Twilight:2000 had a lot of hardware, but no way to customize your hardware. And the first edition had the additional weirdness of using “shots” instead of “rounds”, where a shot is roughly equal to a three-round burst (so an M1911A1 .45 has 2 shots in the magazine, while modern 9mms have about 5).
And as I admitted in the last “top 5” post, I don’t own a copy of 2300. That’s something I’m rectifying right now (I’ve got a bid on an auction of a dozen books), but as it stands it remains one of the few games from that era not in my collection.
I actually kind of dug on the Shadowrun guns. Certainly the “Cannon Companion” was a blessing for SR players that wanted to get their gun on…and the weapons specialist archetype…I’m surprised SR didn’t get an honorable mention.
Two more games you didn’t mention:
Aftermath…their ammo charts for this game are legendary.
Mutant Chronicles…imagine a cross between Dark Heresy and Cyberpunk.
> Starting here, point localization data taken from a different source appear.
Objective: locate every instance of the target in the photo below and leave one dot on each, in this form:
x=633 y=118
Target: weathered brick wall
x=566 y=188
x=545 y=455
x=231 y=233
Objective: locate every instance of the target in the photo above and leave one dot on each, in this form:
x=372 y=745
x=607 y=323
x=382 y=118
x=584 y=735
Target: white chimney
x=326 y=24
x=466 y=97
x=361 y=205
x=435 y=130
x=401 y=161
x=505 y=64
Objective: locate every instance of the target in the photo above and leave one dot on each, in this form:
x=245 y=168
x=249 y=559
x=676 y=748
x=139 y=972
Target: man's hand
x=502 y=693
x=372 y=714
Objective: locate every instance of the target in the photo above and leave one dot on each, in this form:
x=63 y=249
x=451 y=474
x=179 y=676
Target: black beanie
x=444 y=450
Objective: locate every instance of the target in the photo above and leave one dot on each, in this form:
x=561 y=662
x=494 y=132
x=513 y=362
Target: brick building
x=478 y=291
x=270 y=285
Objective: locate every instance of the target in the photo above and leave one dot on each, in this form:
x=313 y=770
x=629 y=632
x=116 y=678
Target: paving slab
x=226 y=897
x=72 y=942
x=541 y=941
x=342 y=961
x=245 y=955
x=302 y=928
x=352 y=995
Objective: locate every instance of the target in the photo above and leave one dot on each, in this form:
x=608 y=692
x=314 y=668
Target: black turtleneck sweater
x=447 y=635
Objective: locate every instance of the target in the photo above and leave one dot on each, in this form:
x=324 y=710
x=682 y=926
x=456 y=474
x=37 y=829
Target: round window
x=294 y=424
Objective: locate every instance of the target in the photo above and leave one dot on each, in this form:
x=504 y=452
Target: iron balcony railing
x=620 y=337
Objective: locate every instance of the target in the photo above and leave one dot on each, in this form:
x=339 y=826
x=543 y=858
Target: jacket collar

Every single supplement added a few guns of different types…light machine guns, hand guns, etc. Any game where you wield the equivalent of a micro-gun against mutant zombie hordes is bang-tastic!
Great call on Mutant Chronicles. The guns were way sexy too.
Lock-N-Load: Weapons & Tactics for Battlelords of the Twenty-Third Century has 600 different weapons: Gauss Rifles, Bargain Basement Lasers, Thermatics, Omega Cannons, Killer Satellites, Pulse Automatic Weapons, Frost Guns, Compact Artillery, Mag Guns, Personal Nuclear Weapons, Grenade Machineguns and more.
Thanks! I’ve never heard of the book in question (although I had a few friends into Balltlords). I’ll be watching for it.